SAN DIEGO - As local scientists search for a cure for the Ebola virus, workers for a San Diego nonprofit are risking their lives on the front lines in West Africa as the Ebola outbreak gets out of control.
Two health care workers – including a doctor – are due in Atlanta on Saturday. They were infected with Ebola after working in Liberia to combat a massive outbreak.
Could the answer to that outbreak lie in the efforts of some San Diegans?
"This is really exciting because we didn't have anything before," said Erica Ollmann Saphire, a professor at the Scripps Research Institute.
Her team is imaging proteins and targeting weaknesses in the virus after Mapp Bio, a local company, co-developed a cocktail of antibodies that cured monkeys if administered soon after infection.
Human trials were scheduled for 2015, but international regulators could move up that timeline.
Amid the hunt for a cure, a local nonprofit is on the front lines in West Africa.

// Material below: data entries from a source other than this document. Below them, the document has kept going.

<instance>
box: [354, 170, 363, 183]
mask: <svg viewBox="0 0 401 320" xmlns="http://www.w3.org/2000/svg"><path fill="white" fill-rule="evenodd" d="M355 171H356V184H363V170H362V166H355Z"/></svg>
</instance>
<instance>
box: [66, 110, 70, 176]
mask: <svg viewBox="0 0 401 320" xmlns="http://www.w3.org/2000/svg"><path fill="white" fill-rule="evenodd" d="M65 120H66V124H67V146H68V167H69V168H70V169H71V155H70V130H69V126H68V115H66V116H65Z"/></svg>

"There's a personal pride in being involved with this response," said Mark O'Donnell, the chief operating officer of Project Concern International.
Project Concern International has 75 staffers in Liberia. Those staffers are going into affected communities for community outreach, including teaching Ebola prevention, identifying potential cases and delivering supplies, such as masks, gowns and hand-washing buckets.

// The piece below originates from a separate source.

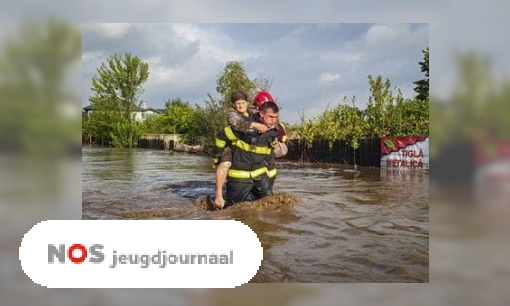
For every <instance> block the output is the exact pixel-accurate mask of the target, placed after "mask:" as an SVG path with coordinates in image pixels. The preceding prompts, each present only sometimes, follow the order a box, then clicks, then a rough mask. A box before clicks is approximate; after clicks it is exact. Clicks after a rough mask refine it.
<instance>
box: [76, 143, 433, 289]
mask: <svg viewBox="0 0 510 306" xmlns="http://www.w3.org/2000/svg"><path fill="white" fill-rule="evenodd" d="M274 191H275V193H276V196H275V197H274V198H273V199H268V200H267V201H266V202H264V203H260V205H259V204H257V203H255V204H253V205H252V206H251V207H250V205H243V204H238V205H239V206H238V207H232V208H230V209H224V210H219V211H207V210H204V209H202V208H201V207H200V206H198V205H197V204H196V200H197V198H198V197H199V196H201V195H206V194H211V195H212V194H214V172H213V170H212V168H211V158H208V157H204V156H198V155H193V154H185V153H175V152H171V151H159V150H147V149H111V148H98V147H88V146H84V147H83V150H82V218H83V219H102V220H108V219H168V220H172V219H195V220H196V219H209V220H210V219H216V220H221V219H227V220H228V219H235V220H239V221H242V222H243V223H245V224H246V225H248V226H250V228H252V229H253V231H255V232H256V233H257V235H258V237H259V239H260V240H261V243H262V246H263V248H264V260H263V262H262V266H261V268H260V269H259V271H258V273H257V274H256V276H255V277H254V278H253V279H252V282H294V283H302V282H313V283H322V282H335V283H344V282H372V283H373V282H378V283H381V282H428V280H429V274H428V271H429V175H428V173H425V172H416V171H413V172H406V171H387V170H384V169H383V170H381V169H379V168H365V167H357V169H354V167H353V166H351V165H325V164H313V163H297V162H293V161H286V160H279V167H278V176H277V180H276V182H275V186H274ZM242 205H243V206H242ZM261 205H265V206H261ZM261 207H262V208H263V209H261Z"/></svg>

All of the staffers – none are from San Diego – have been given the chance to stay out of harm's way.
"There is fear, but not one of the staff members have taken that option," said O'Donnell. "They want to help in response to a national crisis."
As for the option of traveling from West Africa, it is becoming more restrictive.

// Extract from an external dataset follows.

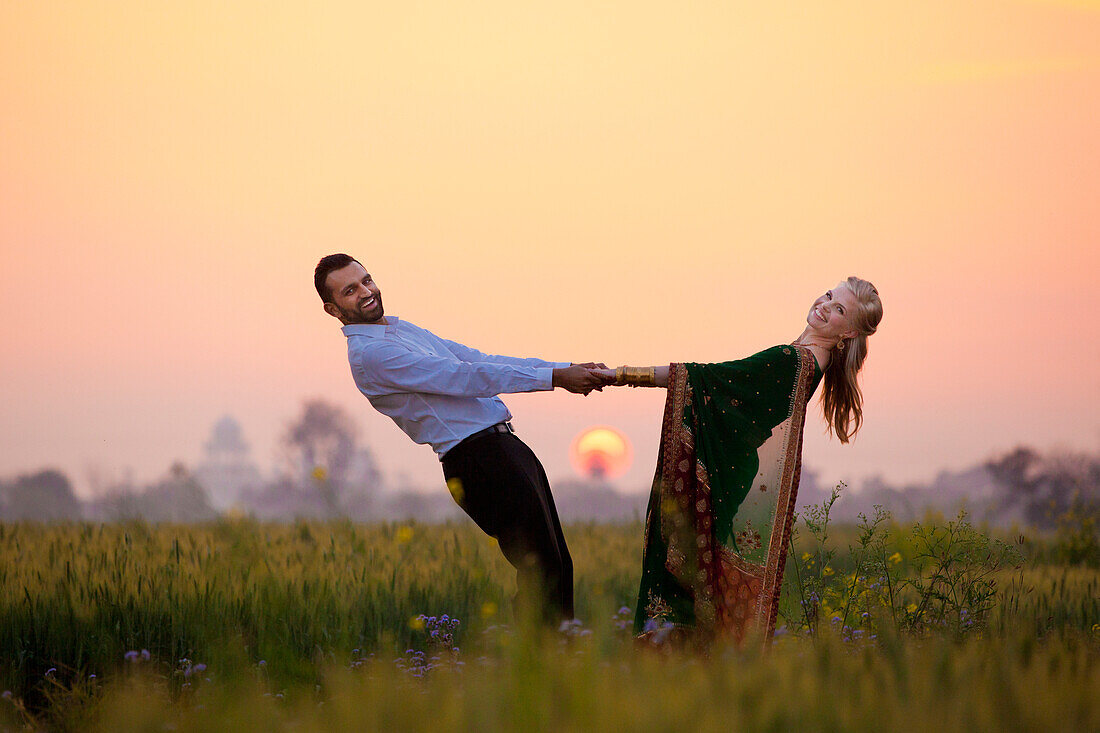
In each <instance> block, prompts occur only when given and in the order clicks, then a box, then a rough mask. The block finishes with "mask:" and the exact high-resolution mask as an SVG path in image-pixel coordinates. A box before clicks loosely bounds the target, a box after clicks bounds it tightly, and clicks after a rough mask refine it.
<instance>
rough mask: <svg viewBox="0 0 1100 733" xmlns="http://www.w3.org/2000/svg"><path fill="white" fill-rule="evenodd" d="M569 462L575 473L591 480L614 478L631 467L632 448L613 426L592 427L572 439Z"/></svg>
mask: <svg viewBox="0 0 1100 733" xmlns="http://www.w3.org/2000/svg"><path fill="white" fill-rule="evenodd" d="M569 457H570V460H571V461H572V462H573V468H574V469H576V471H577V473H580V474H581V475H583V477H585V478H591V479H615V478H617V477H619V475H621V474H623V473H625V472H626V470H627V469H629V468H630V463H631V461H632V459H634V449H632V448H631V447H630V441H629V440H628V439H627V437H626V436H625V435H623V434H621V433H619V431H618V430H616V429H615V428H613V427H607V426H601V427H592V428H587V429H585V430H583V431H581V433H580V434H579V435H577V436H576V438H574V439H573V445H572V446H571V447H570V450H569Z"/></svg>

Elizabeth Lou's nonprofit Nile Sisters Development Initiative provides services for African immigrants.
She believes a few West African immigrants settle in San Diego every month, but more extensive screenings in West Africa, including airport health exams, could slow down immigration.
"It will not stop, but it will delay until may be the disease is eradicated," said Lou.
The mortality rate right now is about 64 percent. About 1,300 have been infected in the past few weeks.
The local group PCI is organizing relief shipments. If it gets a lot worse, they do have a contingency plan in place to pull out their volunteers.